The transit phase ICG frame (Figure 3-9D) represents the post-treatment hypofluorescent zone consistent with blockage of choroidal fluorescence due to photocoagulation of the choroidal vasculature in that area (arrow). No residual hyperfluorescence is apparent, which is consistent with adequate treatment effect.
FIGURE 3 - 9
Peripapillary ChoroidaL Neovascularization with Chronic Papilledema
Chronic papilledema is typically a bilateral condition secondary to chronically elevated intracranial pressure.
This woman presented with chronic papilledema in both eyes and juxtapapillary subretinal hemorrhage with vision loss in the left eye.
The green filter photograph (Figure 3-10A) shows a massively elevated optic nerve with loss of optic cup. The nerve appears to have a well circumscribed border, implying a chronic process. The differential diagnosis includes buried optic nerve head drusen, chronic infiltrative processes such as sarcoidosis or leukemia, and pseudotumor cerebri. Of note is the presence of intraretinal lipid, seen at the base of the optic nerve at ten, two, and six o'clock.
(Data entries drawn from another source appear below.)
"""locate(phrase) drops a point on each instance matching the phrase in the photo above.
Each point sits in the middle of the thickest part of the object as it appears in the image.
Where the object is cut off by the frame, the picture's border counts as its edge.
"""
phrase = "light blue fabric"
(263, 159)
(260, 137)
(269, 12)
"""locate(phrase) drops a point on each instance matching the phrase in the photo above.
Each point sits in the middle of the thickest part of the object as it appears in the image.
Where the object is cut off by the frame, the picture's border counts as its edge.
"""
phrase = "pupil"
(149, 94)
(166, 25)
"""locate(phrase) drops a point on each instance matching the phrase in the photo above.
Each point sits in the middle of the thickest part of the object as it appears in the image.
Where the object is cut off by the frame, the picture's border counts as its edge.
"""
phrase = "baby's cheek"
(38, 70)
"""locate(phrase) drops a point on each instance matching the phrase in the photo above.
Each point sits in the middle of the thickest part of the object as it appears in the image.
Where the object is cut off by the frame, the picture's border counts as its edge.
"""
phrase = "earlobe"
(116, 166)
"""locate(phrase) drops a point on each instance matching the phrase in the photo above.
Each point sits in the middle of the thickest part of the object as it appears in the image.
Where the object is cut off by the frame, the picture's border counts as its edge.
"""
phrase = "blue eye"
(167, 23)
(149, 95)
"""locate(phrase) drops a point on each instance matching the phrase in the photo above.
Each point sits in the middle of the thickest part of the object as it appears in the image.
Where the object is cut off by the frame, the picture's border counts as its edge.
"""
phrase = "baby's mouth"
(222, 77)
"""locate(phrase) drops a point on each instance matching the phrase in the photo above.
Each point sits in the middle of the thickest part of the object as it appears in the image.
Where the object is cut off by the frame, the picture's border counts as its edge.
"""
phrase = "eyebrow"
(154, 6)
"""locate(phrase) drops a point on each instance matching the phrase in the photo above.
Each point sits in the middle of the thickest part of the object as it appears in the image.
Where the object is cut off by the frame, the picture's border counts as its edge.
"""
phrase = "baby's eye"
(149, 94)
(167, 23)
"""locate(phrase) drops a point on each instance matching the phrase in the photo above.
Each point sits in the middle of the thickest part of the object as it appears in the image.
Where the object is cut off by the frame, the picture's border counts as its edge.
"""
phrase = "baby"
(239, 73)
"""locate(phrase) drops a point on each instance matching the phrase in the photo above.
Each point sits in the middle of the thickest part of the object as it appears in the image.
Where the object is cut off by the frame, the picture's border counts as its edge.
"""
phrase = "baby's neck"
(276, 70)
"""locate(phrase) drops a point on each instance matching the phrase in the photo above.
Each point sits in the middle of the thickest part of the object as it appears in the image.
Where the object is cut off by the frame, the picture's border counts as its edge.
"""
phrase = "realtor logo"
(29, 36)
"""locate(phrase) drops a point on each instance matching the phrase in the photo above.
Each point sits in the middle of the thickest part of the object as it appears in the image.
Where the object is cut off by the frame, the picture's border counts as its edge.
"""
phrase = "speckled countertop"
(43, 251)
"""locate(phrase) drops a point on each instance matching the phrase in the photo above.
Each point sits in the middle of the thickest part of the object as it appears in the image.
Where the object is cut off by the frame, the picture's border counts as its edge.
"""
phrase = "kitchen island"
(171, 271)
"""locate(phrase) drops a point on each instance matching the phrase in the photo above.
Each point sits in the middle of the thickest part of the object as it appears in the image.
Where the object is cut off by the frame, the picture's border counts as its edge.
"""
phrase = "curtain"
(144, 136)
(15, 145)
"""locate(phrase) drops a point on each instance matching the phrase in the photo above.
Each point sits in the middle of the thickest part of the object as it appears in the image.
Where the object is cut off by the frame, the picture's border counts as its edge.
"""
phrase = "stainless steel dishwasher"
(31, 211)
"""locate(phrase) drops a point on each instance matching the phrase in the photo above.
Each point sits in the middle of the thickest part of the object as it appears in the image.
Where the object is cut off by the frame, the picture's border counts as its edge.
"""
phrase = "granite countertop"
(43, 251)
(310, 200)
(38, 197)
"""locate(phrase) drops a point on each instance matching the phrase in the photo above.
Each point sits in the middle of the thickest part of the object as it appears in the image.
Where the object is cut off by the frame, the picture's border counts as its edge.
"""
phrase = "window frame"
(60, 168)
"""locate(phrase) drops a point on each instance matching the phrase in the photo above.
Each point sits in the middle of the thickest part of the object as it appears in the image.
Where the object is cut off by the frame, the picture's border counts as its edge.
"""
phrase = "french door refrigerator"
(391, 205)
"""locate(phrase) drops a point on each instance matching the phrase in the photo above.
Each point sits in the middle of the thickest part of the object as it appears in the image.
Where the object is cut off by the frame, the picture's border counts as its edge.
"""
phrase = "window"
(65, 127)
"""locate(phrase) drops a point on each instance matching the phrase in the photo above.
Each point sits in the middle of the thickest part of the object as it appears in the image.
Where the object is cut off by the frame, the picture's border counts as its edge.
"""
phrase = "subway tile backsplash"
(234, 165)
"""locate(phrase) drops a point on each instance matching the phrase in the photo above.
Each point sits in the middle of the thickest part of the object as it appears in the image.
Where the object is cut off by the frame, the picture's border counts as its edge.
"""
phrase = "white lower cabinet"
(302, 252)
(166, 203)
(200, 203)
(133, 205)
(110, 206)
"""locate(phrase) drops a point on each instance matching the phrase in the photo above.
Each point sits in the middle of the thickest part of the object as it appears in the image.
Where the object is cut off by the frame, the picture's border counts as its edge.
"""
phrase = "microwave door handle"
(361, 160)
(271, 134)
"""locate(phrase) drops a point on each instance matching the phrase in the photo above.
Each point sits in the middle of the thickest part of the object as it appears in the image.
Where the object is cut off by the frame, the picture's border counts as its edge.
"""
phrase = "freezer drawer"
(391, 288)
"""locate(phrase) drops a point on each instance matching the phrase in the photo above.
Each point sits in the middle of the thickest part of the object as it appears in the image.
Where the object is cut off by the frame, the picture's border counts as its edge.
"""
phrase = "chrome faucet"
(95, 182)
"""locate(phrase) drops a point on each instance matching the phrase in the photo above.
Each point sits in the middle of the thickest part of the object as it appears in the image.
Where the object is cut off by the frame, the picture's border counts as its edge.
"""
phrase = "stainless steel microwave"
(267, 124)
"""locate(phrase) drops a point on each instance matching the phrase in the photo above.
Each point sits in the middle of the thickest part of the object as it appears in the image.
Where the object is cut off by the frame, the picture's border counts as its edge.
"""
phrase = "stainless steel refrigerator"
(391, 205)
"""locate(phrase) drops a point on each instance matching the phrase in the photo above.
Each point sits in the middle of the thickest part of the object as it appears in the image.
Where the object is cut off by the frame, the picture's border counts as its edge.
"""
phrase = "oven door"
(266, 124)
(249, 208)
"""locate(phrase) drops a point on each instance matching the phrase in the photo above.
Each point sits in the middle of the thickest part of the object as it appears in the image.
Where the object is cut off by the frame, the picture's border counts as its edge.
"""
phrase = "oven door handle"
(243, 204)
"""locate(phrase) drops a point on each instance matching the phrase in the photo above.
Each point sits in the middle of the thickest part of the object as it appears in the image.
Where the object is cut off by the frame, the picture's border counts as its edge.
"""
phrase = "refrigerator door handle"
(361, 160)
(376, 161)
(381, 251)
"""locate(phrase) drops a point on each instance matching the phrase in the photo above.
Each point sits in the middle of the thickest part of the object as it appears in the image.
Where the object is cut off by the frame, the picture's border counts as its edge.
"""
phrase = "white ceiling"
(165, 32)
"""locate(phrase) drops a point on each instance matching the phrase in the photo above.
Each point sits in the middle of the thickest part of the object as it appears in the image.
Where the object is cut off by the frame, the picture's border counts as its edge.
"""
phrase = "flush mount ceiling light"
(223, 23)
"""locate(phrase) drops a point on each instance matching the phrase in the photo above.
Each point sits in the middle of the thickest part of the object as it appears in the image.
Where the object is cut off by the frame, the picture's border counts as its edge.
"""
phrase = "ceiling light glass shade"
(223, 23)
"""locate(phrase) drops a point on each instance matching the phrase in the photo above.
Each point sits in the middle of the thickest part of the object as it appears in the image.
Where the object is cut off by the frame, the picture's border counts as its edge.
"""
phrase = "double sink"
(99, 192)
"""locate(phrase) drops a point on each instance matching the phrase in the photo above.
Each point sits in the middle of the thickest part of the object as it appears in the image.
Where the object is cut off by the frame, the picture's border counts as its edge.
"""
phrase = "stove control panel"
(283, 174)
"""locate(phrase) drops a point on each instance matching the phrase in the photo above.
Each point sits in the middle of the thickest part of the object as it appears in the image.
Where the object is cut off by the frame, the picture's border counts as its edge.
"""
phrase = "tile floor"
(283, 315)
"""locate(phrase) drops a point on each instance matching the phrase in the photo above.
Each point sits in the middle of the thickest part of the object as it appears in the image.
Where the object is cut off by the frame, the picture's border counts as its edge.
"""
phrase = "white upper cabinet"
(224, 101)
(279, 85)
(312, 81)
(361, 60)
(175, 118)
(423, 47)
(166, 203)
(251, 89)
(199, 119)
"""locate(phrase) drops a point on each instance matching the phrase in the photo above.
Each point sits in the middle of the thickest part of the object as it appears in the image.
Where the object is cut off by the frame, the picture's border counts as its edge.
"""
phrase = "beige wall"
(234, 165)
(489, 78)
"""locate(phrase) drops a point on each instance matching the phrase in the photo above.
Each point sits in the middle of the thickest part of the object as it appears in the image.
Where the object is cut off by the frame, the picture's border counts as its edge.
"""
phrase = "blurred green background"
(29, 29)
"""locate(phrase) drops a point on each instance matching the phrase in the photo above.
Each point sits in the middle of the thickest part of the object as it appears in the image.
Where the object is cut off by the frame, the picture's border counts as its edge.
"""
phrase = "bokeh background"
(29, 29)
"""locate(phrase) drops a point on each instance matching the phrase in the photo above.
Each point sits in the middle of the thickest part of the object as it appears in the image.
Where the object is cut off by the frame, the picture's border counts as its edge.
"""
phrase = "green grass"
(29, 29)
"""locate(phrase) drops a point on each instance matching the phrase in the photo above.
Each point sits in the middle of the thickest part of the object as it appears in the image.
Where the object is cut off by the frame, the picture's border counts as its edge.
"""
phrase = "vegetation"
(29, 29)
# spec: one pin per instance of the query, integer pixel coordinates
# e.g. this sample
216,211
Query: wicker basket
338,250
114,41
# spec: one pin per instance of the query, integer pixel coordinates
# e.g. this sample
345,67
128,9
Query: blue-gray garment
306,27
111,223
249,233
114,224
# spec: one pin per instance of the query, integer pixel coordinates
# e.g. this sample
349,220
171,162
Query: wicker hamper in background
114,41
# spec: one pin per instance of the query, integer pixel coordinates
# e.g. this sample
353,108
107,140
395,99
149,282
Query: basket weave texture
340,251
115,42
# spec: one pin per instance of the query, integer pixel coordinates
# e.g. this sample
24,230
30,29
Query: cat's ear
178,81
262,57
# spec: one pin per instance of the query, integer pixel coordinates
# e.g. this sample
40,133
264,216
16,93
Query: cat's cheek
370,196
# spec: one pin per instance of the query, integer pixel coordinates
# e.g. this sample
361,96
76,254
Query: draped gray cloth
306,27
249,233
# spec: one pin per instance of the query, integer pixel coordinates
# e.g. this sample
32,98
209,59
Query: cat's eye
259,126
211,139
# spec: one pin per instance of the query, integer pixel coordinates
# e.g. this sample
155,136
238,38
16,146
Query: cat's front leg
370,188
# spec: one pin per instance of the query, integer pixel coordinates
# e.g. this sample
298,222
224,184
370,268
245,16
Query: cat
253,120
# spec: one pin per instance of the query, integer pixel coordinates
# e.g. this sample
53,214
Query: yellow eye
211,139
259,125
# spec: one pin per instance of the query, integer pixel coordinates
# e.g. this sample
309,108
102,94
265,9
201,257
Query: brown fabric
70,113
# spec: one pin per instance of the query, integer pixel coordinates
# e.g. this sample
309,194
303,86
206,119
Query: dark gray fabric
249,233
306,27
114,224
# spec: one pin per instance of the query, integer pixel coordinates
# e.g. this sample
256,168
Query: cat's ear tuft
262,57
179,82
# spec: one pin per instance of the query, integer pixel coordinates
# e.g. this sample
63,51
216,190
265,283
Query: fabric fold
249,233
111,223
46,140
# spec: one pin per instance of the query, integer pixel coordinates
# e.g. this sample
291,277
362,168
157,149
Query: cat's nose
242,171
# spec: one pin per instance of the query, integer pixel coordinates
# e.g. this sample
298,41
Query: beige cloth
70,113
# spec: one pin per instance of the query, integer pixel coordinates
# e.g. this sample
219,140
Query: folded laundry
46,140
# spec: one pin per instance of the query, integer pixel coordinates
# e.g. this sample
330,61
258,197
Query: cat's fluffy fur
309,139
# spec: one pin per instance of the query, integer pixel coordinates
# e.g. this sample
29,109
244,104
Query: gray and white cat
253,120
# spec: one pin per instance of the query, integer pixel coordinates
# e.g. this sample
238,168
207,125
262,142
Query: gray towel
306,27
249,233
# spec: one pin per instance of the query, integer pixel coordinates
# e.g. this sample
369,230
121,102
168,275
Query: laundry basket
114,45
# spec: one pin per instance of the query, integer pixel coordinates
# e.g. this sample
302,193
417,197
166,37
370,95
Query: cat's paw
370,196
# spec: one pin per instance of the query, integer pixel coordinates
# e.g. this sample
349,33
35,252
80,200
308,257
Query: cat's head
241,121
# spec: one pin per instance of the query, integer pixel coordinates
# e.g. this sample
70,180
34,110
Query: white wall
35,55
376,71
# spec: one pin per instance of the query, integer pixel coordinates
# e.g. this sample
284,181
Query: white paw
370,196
Subretinal hemorrhage on the surface of the RPE at the superior and nasal borders of the disc extends through the papillomacular bundle into the FAZ. There is serous elevation of the retina along the papillomacular bundle as well, with circumferential retinal folds (arrow). This pattern is consistent with CNV associated with papilledema. CNV emanating from the juxtapapillary area may also be associated with buried drusen. Stereo photography highlights both the symmetric elevation of the optic nerve and the serous sensory retinal detachment noted over the papillomacular bundle. No nerve fiber layer defects are apparent, as typically would be present in association with a buried optic nerve head drusen.
The arterial transit and early venous phase of the angiogram (Figure 3-10B) demonstrates the ground glass appearance of the optic nerve. There is no significant leakage of dye from nerve tissue at this stage, but the superficial peripapillary capillary bed appears dilated (dark arrow). Early, irregular hyperfluorescence underlying the papillomacular bundle (light arrow) is present. Blockage of background choroidal fluorescence is seen posterior to this area due to the presence of diffuse blood on the surface of the RPE.
Late staining of the optic nerve head (Figure 3-10C) is typical for papilledema. Note the blockage of background choroidal fluorescence at the base of the nerve nasally and by subretinal blood temporally. There is acute hyperfluorescence of an area of CNV under the papillomacular bundle where the geographic configuration of the CNVM is of much brighter fluorescence than the adjacent optic nerve (arrow). Fluorescein extravasates briskly through the incompetent vascular walls of the CNVM but leaks through the dilated capillary network of the optic nerve much more slowly.
The late recirculation phase of the fluorescein angiogram (Figure 3-10D) demonstrates a prominent elevation of the sensory retina over the papillomacular bundle due to fluid leakage from the CNVM. Note the late, diffuse staining of the optic nerve head with fluorescein dye. Stereo photography contrasts the elevated nature of the nerve head and the rather flattened appearance of the adjacent CNVM that lies in the plane of the RPE—Bruch's membrane complex. This CNVM is at risk of entering the FAZ. At this point, it has encroached on the nasal margin of the FAZ. Diffuse laser photocoagulation overlying this CNVM and extending over its borders for approximately one-half spot size (approximately 100-200 mm) may be indicated. The postphotocoagulation scotoma may not be as significant as predicted, because sensory elevation of the retina anterior to the zone of choroidal photocoagulation may protect the retinal photoreceptors from the secondary damaging effects of laser, particularly if a photocoagulation wavelength in the red spectrum is used.